4 Der Verzicht durch den Schuldner kann dem Versicherer entgegengehalten werden und umgekehrt, sofern ein direktes Forderungsrecht gegenüber dem Versicherer besteht.
Grundlage
Zweck
- Verjährungsunterbrechung
- Verhinderung der Verjährungseinrede während einer bestimmten Dauer
Einschränkungen
Kein Verjährungsverzicht vor Vertragsabschluss
- Verjährungsverzicht ist erst ab Beginn der Verjährung zulässig (OR 141 Abs. 1)
- Zum alten Recht:
- Gemäss bundesgerichtlicher Rechtsprechung ist der Verjährungsverzicht im Zeitpunkte des Vertragsabschlusses unzulässig (vgl.
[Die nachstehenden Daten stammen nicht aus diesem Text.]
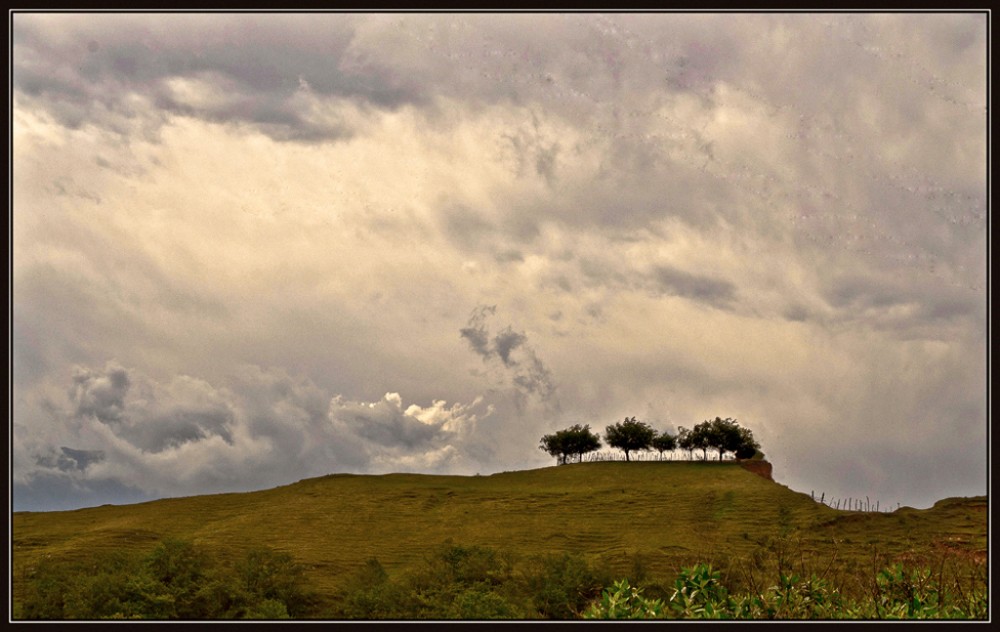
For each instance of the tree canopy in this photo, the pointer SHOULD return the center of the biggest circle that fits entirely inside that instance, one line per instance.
(630, 435)
(574, 441)
(664, 442)
(724, 435)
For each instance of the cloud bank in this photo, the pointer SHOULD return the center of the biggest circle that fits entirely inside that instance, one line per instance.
(252, 248)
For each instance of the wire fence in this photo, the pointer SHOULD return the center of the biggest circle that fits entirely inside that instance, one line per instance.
(647, 455)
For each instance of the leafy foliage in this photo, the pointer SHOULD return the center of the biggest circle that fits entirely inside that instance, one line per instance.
(664, 442)
(175, 580)
(630, 435)
(723, 435)
(574, 441)
(623, 601)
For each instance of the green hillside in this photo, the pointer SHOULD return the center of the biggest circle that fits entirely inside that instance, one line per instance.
(666, 514)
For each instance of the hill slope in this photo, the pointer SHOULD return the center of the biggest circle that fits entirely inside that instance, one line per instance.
(668, 513)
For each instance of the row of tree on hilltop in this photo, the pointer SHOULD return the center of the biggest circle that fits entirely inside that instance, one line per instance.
(722, 435)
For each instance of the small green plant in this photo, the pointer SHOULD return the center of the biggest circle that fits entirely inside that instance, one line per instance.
(623, 601)
(699, 594)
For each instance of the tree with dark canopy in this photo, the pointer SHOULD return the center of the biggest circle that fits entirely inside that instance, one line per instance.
(574, 441)
(664, 442)
(630, 435)
(725, 435)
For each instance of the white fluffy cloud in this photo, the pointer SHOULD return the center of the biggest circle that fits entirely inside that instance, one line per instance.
(234, 234)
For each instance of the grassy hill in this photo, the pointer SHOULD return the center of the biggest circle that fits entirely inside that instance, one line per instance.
(667, 514)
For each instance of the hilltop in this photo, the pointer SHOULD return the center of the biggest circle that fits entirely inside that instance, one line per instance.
(665, 513)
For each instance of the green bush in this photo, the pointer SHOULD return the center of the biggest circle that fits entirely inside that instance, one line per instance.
(623, 601)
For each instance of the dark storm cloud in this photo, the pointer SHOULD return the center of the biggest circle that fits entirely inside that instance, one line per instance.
(93, 69)
(901, 304)
(385, 424)
(510, 353)
(150, 421)
(68, 459)
(188, 436)
(101, 393)
(705, 289)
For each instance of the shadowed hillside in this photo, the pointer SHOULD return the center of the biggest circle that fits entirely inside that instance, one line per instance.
(664, 513)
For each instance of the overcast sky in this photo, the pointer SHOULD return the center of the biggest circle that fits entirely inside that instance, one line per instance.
(254, 248)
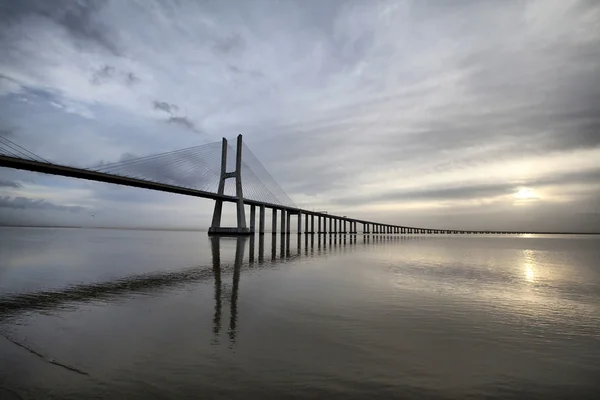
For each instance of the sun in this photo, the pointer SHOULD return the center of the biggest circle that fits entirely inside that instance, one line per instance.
(525, 194)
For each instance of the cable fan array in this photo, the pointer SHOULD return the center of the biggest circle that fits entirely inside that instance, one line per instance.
(199, 168)
(11, 149)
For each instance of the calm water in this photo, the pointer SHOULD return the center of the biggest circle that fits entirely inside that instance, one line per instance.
(160, 315)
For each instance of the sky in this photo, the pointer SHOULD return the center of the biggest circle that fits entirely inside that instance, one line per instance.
(464, 114)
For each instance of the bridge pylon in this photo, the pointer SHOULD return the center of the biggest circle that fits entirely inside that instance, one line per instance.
(241, 229)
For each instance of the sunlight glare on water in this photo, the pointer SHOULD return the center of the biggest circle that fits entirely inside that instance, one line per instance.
(150, 314)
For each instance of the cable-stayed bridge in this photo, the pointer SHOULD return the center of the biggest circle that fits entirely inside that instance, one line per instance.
(207, 171)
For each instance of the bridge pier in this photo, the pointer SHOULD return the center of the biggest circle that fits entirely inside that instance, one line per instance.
(241, 229)
(306, 224)
(252, 218)
(283, 220)
(261, 220)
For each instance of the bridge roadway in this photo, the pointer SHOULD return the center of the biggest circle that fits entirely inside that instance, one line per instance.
(337, 224)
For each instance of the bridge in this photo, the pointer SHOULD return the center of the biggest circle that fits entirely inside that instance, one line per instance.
(206, 171)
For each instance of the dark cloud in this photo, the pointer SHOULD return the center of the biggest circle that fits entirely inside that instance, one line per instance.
(24, 203)
(78, 18)
(11, 184)
(166, 107)
(473, 192)
(7, 132)
(183, 121)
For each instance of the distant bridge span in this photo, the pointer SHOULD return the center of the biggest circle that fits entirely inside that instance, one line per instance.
(326, 223)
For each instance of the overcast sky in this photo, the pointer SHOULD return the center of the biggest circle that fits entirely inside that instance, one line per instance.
(453, 114)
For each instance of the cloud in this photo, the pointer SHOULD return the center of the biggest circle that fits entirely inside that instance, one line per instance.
(183, 121)
(166, 107)
(40, 204)
(103, 74)
(10, 184)
(228, 44)
(79, 19)
(349, 105)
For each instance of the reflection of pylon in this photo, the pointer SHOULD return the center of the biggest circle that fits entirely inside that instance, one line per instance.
(215, 228)
(239, 260)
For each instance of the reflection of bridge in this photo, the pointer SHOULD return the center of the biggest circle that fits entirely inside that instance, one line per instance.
(202, 171)
(13, 306)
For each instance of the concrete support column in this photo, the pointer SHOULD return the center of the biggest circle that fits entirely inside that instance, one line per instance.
(306, 224)
(261, 220)
(252, 218)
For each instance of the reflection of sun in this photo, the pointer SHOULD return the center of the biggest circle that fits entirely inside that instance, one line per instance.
(529, 274)
(525, 193)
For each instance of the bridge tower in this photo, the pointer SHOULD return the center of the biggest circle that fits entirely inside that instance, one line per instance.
(241, 229)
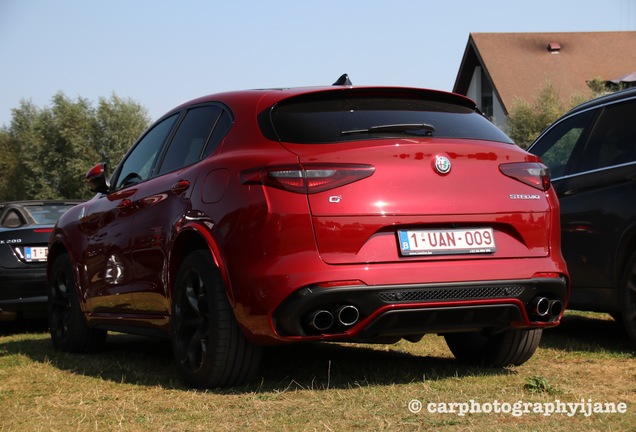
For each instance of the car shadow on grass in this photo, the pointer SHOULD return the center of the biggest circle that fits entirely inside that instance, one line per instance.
(146, 361)
(589, 332)
(313, 366)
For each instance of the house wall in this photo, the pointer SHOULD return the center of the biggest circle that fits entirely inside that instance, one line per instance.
(475, 93)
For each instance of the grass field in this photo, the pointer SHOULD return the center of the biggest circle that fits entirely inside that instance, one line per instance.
(134, 386)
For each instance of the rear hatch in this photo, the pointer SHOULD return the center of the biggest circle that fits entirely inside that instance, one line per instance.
(422, 176)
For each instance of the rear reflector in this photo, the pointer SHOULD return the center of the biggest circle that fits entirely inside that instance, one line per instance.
(307, 179)
(533, 174)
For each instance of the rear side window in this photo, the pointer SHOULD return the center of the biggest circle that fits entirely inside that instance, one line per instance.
(613, 141)
(328, 118)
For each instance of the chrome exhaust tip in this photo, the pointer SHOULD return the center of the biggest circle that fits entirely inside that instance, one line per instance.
(540, 306)
(347, 315)
(321, 320)
(556, 308)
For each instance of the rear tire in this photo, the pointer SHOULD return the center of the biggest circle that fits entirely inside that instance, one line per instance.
(208, 345)
(67, 325)
(627, 298)
(509, 348)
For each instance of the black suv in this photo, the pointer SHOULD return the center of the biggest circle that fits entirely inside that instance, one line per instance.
(591, 152)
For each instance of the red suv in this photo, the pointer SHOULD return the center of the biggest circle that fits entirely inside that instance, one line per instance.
(342, 213)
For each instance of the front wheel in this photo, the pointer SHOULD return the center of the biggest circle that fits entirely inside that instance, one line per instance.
(67, 325)
(509, 348)
(209, 347)
(627, 298)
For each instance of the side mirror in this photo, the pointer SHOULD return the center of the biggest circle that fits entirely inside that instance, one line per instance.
(96, 179)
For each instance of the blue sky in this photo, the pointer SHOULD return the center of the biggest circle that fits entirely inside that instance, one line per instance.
(161, 53)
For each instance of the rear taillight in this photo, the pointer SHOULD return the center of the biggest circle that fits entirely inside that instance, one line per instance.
(307, 179)
(533, 174)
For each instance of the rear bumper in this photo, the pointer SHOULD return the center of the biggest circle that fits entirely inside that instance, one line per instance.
(23, 290)
(366, 313)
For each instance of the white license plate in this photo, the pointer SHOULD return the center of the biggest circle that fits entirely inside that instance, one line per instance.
(447, 241)
(35, 253)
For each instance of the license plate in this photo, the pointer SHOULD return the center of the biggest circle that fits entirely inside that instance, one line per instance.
(35, 253)
(446, 241)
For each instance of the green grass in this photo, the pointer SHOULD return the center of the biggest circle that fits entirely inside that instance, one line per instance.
(134, 386)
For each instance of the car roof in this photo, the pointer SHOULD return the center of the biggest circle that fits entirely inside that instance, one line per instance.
(606, 99)
(37, 202)
(263, 98)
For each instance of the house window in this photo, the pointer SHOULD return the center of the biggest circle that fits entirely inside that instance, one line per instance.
(486, 96)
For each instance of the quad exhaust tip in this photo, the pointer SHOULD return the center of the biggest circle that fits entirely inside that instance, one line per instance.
(323, 319)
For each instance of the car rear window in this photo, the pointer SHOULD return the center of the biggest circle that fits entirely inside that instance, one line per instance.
(47, 213)
(339, 116)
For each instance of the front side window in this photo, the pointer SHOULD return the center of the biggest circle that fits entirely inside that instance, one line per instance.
(557, 147)
(138, 164)
(613, 141)
(189, 141)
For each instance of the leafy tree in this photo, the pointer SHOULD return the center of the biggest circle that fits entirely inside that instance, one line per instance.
(527, 120)
(49, 150)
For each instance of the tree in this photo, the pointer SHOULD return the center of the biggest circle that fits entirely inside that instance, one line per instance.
(49, 150)
(527, 120)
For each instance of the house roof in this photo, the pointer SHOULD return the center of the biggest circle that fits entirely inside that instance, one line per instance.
(520, 64)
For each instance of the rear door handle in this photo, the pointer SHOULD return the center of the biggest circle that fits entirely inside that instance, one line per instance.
(180, 187)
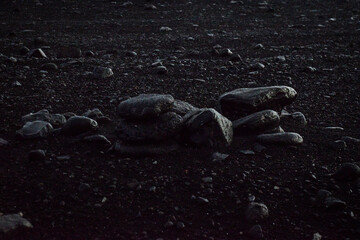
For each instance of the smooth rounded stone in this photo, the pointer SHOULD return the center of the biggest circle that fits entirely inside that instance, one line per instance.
(244, 101)
(79, 124)
(12, 222)
(35, 129)
(296, 118)
(102, 72)
(290, 138)
(256, 212)
(37, 155)
(257, 122)
(98, 139)
(333, 203)
(207, 128)
(158, 129)
(182, 108)
(44, 115)
(139, 150)
(49, 67)
(256, 232)
(145, 106)
(347, 172)
(69, 52)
BGE 132 III 226, Erw. 3.3.7 = Pra 2006 Nr. 146 S. 999 ff.)
- Nach Abschluss des Vertrages kann der Schuldner bezüglich aller noch laufenden Verjährungsfristen darauf verzichten, sich auf die Verjährung zu berufen
- Der Verjährungsverzicht ist bezüglich aller Fristen sogar nach Ablauf der Verjährungsfrist noch möglich
Keine mehr als 10-jährigen Verjährungsverzichte
Grundsatz
- Verzicht auf die Verjährungseinrede für maximal 10 Jahre (OR 141 Abs. 1) pro Verjährungseinredeverzichtserklärung resp. Vereinbarung
- Zum alten Recht:
- Keine Überschreitung der ordentlichen Verjährungsfrist gemäss OR 127 von 10 Jahren, und zwar unabhängig von der ursprünglichen Verjährungsfrist
- hiezu BGE 132 III 226, Erw. 3.3.8 = Pra 2006 Nr. 146 S. 999 ff.
Ausnahme
- In der praktischen Anwendung der Verjährungsunterbrechungen (zB Kette der Verjährungsverzichtserklärungen) kann und darf die 10-Jahresfrist überschritten werden
Form
- Verjährungseinredeverzicht ist nur schriftlich zulässig (OR 141 Abs. 1bis)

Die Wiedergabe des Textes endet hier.